Well, I won't trace back to middle school, because...well let's face it that was all crap and we didn't know what we were doing back then. (or really now for the matter =/)
Hmmm...in highschool, freshmen year; I met a senior named Hector who was in my choir class. One day, he saw me crying because I just lost my best friend (stupid drama). He tried to make me feel better and he did soooo we became friends. I soon learned though, that he wanted a lot more then a friendship. Of course me being new, I thought sure why not...he's a senior, what's the worse that can happen.....
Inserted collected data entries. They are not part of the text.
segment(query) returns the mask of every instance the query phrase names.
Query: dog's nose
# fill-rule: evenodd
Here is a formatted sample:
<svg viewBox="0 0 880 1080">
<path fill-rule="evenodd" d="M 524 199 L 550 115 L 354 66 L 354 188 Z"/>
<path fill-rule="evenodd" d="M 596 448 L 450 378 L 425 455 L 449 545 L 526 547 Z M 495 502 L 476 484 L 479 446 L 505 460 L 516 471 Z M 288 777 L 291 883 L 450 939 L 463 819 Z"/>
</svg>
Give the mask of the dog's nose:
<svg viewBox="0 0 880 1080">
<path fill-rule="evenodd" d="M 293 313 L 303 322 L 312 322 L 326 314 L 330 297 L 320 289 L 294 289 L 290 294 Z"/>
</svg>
I NEVER KNEW THAT A GUY COULD GET SOOOO CLINGY. He would do such bazarre things to me like write poems in a binder and tell me to read them while listening to Coldplay?!
I just felt very sufficated. We lived in two different worlds. He was a senior who was getting ready for college and he has plans for me and him to stick it out while he was there; whereas, I was a freshmen just barely learning who the heck she was herself.

Towards the end of the relationship, I would try to find ways to get out. I would fight with him, but everytime i did, he would be the one ending up saying sorry....when I knew it was my fault.

I left horrible.

When I finally realized it had it had to end for good, was when he was apologizing again and said...I LOVE YOU.

Three words I have never said to a guy till this day. You see, I have a strong opinion about this phrase. I feel that now and days, people say it so much that it lost its meaning. I know that the day I finally say that to someone....I'll probably marry him....it means that much to me.

So...when I realized that we felt completely different about each other, it had to end.

It wasn't until three years later that I saw him again. I was at my new bestfriend's graduation and he sneaked behind me. We must have talked for 5 minutes and that was it...or so I thought. I think two days later, I was getting ready to go out of town for state competition with my bestfriend. While on the bus, she tells me that apparently when he saw me, all the emotions came back and he wanted a second chance....what?! Till this day I still don't get that. =/

The reason why I'm explaining this part of my life is because i'm convinced that because of these events in my past....I have really bad Karma

ugh...will be continued

Thursday, June 24, 2010

learned a lot

I set a few goals for me back in December, of how I wanted drastic change in my life. I was very tired of my old routine, since...highschool.

You see, i have been performing for many years, in hopes of having a future in singing or broadway. It's a very strong passion of mine and i've met many people in my life who I charish for all my life. I started doing professional dinner theater shows when I was a senior in highschool in El Paso, so by freshmen year in college, I was pretty customed to it all. It just started seeming the all the time. Yes, i'm grateful that all the shows i've done, I always made it and even was precasted at times, but i felt that I hit the tip of the hill and now what?

just keeping as well...a dream....a distant dream.
So, i decided to make a change. I want to be able to say that i to action of my dreams then
I first chosed to stop doing dinner theater shows and only go to school and work. My grades improved sooooo much because I was more focused and I am able to work and make great tips as a server. During the semester, I looked into the Disney college program because i've always had an interest in it, but wasn't sure if I was ready.

My bestfriends and I always said we were going to get out together and they were interested in the program as well, but it was always just talk and no action. i just felt like excuses always got in the way. I love them with all my heart, but I knew it was time to break from the pack and adventure on my own.

So now i'm going to Florida by myself for 6 months....and I couldn't be happier and blessed.